此時,女兒小初在方醒的身邊睡得正香,不知道她夢見了什麼好玩的事情,小傢夥的臉上滿是甜甜的笑意。方醒的嘴角上揚了一下,打開手機,開始寫小說。

對於方醒來說,一天當中唯有這一小段時光是真正屬於她的。這一刻,她不是誰的妻,誰的女兒,誰的媽媽,誰的員工,這一刻,她隻是她自己。

方醒,一位普通得不能再普通的女人。三十八歲,在一家連鎖藥房擔任店長工作。已婚,婚姻狀態不佳,還好有一個聰明可愛的女兒一直是她的驕傲。

和許多中年女人一樣,她每天的生活就跟打仗一樣緊迫。

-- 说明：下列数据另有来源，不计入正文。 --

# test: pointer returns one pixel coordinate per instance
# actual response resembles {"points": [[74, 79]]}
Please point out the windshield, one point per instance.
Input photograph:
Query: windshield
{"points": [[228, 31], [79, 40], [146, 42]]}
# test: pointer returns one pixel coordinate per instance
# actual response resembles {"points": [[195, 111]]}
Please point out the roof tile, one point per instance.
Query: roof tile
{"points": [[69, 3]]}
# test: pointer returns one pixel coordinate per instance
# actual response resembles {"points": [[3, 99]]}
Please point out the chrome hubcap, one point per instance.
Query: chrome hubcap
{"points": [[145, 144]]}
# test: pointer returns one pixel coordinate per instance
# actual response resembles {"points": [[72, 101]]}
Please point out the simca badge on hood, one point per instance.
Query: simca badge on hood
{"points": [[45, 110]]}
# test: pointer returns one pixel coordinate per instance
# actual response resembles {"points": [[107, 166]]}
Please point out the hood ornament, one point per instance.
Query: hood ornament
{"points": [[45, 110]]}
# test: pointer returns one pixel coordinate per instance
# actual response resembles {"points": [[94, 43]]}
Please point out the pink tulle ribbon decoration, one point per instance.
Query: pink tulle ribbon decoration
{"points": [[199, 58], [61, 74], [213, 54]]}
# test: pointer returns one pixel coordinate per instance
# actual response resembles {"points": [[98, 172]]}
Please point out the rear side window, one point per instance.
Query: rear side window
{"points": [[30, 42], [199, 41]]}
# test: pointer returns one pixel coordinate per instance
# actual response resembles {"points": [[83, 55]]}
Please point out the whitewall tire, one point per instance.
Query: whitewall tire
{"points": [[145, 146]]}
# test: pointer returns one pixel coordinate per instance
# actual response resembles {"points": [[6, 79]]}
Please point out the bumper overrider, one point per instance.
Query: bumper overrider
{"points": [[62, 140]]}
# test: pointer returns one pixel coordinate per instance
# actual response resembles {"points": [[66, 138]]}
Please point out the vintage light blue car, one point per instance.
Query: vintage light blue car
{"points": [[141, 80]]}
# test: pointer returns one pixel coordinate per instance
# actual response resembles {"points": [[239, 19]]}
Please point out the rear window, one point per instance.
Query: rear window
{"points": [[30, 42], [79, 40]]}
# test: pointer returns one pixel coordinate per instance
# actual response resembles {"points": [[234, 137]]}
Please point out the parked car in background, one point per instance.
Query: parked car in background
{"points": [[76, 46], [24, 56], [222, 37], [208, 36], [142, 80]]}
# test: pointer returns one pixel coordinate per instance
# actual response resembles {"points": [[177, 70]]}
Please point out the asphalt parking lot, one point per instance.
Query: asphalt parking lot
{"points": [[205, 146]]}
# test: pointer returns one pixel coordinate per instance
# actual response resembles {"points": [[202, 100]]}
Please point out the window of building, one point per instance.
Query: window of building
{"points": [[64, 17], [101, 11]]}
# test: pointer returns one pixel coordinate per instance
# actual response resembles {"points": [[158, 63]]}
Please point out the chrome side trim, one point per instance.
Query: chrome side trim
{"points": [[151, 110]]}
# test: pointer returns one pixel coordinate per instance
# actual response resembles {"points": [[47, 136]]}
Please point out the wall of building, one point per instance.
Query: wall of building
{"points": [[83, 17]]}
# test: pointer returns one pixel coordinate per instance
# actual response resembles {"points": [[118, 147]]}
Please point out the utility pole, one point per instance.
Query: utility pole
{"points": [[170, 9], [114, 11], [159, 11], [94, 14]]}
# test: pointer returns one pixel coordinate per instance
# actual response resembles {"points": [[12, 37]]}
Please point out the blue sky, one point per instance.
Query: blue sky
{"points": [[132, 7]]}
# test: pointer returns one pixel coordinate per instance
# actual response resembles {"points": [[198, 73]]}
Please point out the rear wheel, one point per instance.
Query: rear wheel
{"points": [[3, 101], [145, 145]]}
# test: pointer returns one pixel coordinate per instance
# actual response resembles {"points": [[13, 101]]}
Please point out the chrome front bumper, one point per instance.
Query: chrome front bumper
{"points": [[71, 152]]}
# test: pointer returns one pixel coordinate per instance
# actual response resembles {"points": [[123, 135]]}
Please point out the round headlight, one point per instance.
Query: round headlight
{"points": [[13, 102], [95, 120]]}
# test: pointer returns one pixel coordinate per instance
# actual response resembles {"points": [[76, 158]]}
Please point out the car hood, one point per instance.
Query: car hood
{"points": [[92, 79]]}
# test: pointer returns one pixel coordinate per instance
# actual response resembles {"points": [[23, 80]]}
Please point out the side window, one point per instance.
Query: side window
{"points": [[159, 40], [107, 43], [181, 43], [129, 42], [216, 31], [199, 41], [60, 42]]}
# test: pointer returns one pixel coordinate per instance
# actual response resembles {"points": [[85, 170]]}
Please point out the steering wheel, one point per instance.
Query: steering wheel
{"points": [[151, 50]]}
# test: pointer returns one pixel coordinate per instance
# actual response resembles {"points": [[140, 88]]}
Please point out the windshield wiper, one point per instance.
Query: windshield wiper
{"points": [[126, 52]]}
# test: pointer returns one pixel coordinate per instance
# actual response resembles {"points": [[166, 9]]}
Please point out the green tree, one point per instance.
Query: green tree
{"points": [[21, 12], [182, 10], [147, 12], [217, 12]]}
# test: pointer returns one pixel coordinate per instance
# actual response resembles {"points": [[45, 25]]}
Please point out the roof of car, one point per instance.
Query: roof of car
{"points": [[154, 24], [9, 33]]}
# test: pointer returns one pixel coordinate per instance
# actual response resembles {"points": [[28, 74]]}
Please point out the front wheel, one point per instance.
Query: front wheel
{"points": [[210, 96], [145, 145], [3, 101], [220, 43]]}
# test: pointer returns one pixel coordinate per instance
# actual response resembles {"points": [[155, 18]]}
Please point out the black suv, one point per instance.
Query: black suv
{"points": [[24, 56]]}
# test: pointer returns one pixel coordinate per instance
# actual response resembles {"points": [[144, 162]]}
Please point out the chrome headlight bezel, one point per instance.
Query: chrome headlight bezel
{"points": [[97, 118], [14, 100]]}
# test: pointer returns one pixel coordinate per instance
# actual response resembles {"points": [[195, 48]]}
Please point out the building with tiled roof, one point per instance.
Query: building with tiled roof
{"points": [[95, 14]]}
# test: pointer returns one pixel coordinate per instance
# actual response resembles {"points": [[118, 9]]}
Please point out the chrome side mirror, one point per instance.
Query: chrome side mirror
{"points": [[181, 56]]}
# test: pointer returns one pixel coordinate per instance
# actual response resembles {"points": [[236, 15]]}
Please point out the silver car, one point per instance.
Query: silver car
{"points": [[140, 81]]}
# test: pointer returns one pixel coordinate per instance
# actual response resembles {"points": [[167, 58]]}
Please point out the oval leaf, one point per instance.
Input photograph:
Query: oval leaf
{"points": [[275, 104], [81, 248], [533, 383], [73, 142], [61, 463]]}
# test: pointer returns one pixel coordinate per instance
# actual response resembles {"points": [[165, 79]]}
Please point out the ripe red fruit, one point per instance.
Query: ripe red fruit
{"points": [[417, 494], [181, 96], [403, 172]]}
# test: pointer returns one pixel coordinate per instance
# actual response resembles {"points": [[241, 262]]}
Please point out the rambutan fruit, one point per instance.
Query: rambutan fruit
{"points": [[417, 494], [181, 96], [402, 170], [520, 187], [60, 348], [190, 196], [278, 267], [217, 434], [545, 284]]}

早晨六點起床洗漱,準備孩子的早餐,送孩子上學後,趕到單位上班,一進藥店的大門,就有一堆雜七雜八的事等著她處理。好不容易熬到晚上下班,回家怱忙吃口飯,還要輔導孩子功課。這其間方醒還要擠出時間回家看望獨居在家已行動不便的父親。

方醒的母親已於五年前去世,那種失去至親的痛剛開始並不明顯,但隨著時間的推移,那種痛便如蟲蟻般咬噬著全身。父親的身體也越來越差,作為女兒,她太怕再一次失去,但又無能為力。隻能儘已所能,在飲食上作稍許彌補。

晚上躺在床上,方醒都來不及惆悵,頭一挨枕頭便睡著了,她實在太累了。有時她真想就那樣躲在夢裡,再也不要醒來了。

一天上午,正在上班的方醒接到了表妹的電話。

“姐,中午有空嗎?帶你去個好地方!”

“你又不是不知道你姐夫什麼德性,我中午不回家吃飯,不得聽他囉嗦死。”方醒一邊忙著手中的活,一邊無精打彩地說著。

“你理他?我帶你去看畫展,中午人又少,清靜!你以前不最喜歡畫畫了嗎?編個理由胡弄他。他成天在家又不上班,看你看得倒挺緊,要男人做甚呦!”

“誰像你那麼瀟灑,獨身主義,全世界想去哪去哪。行吧,中午等我電話!掛了!有監控!扣我工資找你賠!”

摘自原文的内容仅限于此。